TWLsample {twl} | R Documentation |
Main function to obtain posterior samples from a TWL model.
Description
Main function to obtain posterior samples from a TWL model.
Usage
TWLsample(full_dat_mat, full_dat, alpha_re = 7, beta_re = 0.4,
num_its = 5000, num_all_clus = 30, output_every = 20, manip = TRUE,
sav_inter = FALSE)
Arguments
full_dat_mat |
list of matrices of the different data types. |
full_dat |
list of data.tables with a single column labelled 'nam', denoting sample annotation. A consistent naming convention of samples must be used across data types. |
alpha_re |
Hyperparameter for the dirichlet prior model within each data type, influencing sparsity of clusterings. A smaller number encourages fewer clusters. Defaults to 7 and should be chosen as a function of sample size. |
beta_re |
Hyperparameter for the dirichlet prior model across datatypes within each sample, influencing the degree to which each data type's sample cluster labels affect those of the other data types. Defaults to 0.4 and should be chosen as a function of the total number of data types being integrated in the analysis. |
num_its |
Number of iterations. Defaults to 5000. |
num_all_clus |
Ceiling on the number of clusters. Defaults to 30. Should be chosen as some factor greater (for example, 5), than maximum number of hypothesized clusters in the data types. |
output_every |
Frequency of sampling log statistics, reporting mixing, cluster distribution, and proportion of cluster sharing across data types. Defaults to once every 20 iterations. |
manip |
TRUE/FALSE for whether likelihood manipulation should be used to increase mixing in situations where cluster means are far from one another in Euclidean distance. This should not influence identified clusters nor parameters associated with them. Defaults to TRUE. |
sav_inter |
A logical indicating whether a temporary file of the samples should be written out in the working directory every 50 iterations. Allows for restarts when sampling is interrupted, and defaults to FALSE. |
Value
A list of lists of data.tables. The list length is the number of iterations. The length of each element is the number of data types.

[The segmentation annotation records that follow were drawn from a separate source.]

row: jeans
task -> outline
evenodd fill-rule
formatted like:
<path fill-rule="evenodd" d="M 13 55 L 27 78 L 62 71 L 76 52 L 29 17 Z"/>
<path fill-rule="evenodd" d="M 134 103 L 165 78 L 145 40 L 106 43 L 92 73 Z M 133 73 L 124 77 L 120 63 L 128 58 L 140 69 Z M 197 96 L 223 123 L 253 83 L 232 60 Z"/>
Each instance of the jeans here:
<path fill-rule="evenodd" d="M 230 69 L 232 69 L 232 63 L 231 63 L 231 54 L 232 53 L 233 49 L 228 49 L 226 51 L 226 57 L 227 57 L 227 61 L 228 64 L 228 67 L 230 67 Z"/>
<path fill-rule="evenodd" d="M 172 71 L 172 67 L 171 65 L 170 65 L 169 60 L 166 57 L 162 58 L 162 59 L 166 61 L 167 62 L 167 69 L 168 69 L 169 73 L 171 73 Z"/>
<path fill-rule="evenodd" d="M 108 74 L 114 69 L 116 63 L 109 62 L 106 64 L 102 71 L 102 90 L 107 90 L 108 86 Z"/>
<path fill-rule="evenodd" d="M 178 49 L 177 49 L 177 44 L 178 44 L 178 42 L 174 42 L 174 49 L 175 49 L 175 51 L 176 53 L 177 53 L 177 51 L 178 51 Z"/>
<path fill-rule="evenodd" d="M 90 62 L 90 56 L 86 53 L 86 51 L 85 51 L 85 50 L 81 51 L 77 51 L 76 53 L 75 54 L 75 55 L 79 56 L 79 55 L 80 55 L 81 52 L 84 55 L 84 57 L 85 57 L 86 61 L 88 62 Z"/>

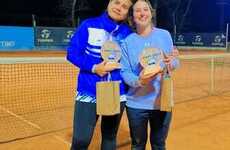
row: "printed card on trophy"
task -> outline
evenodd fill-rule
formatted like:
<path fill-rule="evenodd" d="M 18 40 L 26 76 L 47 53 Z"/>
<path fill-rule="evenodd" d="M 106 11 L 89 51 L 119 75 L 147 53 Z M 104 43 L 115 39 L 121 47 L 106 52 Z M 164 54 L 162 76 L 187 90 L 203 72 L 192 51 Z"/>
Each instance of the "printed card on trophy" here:
<path fill-rule="evenodd" d="M 107 67 L 120 68 L 121 49 L 117 43 L 108 40 L 101 47 L 101 56 L 107 62 Z"/>
<path fill-rule="evenodd" d="M 120 68 L 121 49 L 112 40 L 106 41 L 101 48 L 101 56 L 106 61 L 106 68 Z M 112 81 L 110 73 L 105 81 L 97 82 L 97 114 L 115 115 L 120 113 L 120 81 Z"/>
<path fill-rule="evenodd" d="M 144 74 L 158 72 L 160 61 L 163 59 L 162 51 L 158 48 L 145 48 L 140 55 L 140 64 L 144 68 Z"/>

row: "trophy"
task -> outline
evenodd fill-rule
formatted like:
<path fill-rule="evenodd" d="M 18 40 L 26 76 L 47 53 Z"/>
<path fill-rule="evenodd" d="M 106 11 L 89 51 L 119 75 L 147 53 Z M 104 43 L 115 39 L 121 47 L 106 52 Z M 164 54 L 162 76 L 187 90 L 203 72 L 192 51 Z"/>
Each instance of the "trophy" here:
<path fill-rule="evenodd" d="M 140 64 L 144 68 L 144 75 L 158 72 L 161 60 L 163 60 L 163 54 L 160 49 L 145 48 L 140 55 Z"/>
<path fill-rule="evenodd" d="M 121 49 L 117 43 L 106 41 L 101 47 L 101 56 L 108 63 L 117 63 L 121 58 Z"/>
<path fill-rule="evenodd" d="M 112 40 L 106 41 L 101 47 L 101 56 L 106 61 L 107 70 L 119 68 L 118 61 L 121 58 L 120 47 Z M 108 73 L 106 81 L 96 84 L 97 92 L 97 114 L 110 116 L 120 113 L 120 81 L 111 81 Z"/>

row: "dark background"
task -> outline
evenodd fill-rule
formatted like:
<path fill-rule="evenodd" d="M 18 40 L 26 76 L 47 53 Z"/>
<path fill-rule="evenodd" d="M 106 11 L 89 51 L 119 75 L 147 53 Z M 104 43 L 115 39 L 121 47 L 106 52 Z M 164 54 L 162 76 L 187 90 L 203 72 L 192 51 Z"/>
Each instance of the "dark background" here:
<path fill-rule="evenodd" d="M 96 16 L 109 0 L 1 0 L 0 25 L 71 27 Z M 230 22 L 230 0 L 151 0 L 157 26 L 170 32 L 225 31 Z M 74 20 L 73 14 L 74 12 Z M 33 17 L 32 17 L 33 16 Z M 175 28 L 176 25 L 176 28 Z"/>

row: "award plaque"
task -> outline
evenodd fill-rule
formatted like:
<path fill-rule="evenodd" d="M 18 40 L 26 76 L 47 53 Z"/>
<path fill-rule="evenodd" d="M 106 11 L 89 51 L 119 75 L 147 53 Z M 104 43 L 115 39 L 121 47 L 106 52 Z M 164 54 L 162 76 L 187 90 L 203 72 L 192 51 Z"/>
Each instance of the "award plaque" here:
<path fill-rule="evenodd" d="M 159 69 L 161 60 L 163 60 L 163 54 L 160 49 L 145 48 L 140 55 L 140 64 L 144 68 L 144 74 L 151 74 Z"/>
<path fill-rule="evenodd" d="M 117 43 L 106 41 L 101 47 L 101 56 L 106 62 L 117 63 L 121 58 L 121 49 Z"/>
<path fill-rule="evenodd" d="M 113 41 L 106 41 L 101 47 L 101 56 L 106 61 L 107 69 L 119 68 L 118 61 L 121 58 L 121 49 Z M 96 84 L 96 110 L 98 115 L 111 116 L 120 113 L 120 82 L 111 81 L 108 73 L 106 81 Z"/>

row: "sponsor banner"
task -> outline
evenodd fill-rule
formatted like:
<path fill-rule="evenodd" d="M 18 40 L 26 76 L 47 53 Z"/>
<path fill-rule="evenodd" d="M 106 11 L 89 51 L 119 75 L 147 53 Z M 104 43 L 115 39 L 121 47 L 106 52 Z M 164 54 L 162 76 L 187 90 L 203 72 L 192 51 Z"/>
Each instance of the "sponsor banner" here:
<path fill-rule="evenodd" d="M 33 28 L 0 26 L 0 50 L 31 50 L 33 48 Z"/>
<path fill-rule="evenodd" d="M 176 46 L 226 48 L 225 33 L 181 33 L 175 36 Z"/>
<path fill-rule="evenodd" d="M 36 46 L 67 46 L 73 36 L 74 28 L 36 27 Z"/>

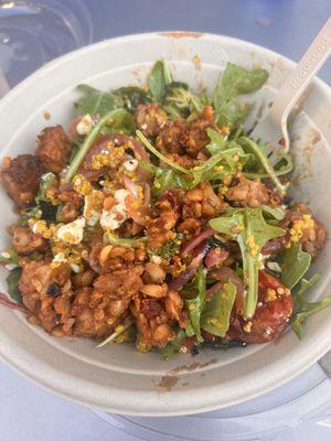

The data.tables have 2 columns, sample annotation called ‘nam’ and cluster assignment called 'clus'.
Examples
data(data_and_output)
## Not run: clus_save <- TWLsample(misaligned_mat,misaligned,output_every=50,num_its=5000,manip=FALSE)
outpu_new <- pairwise_clus(clus_save,BURNIN=2000)
## End(Not run)
post_analy_cor(outpu_new,c("title1","title2","title3","title4","title5"),
tempfile(),ords='none')
clus_labs <- post_analy_clus(outpu_new,clus_save,c(2:6),rep(0.6,5),c("title1","title2",
"title3","title4","title5"),tempfile())
output_nest <- cross_dat_analy(clus_save,4900)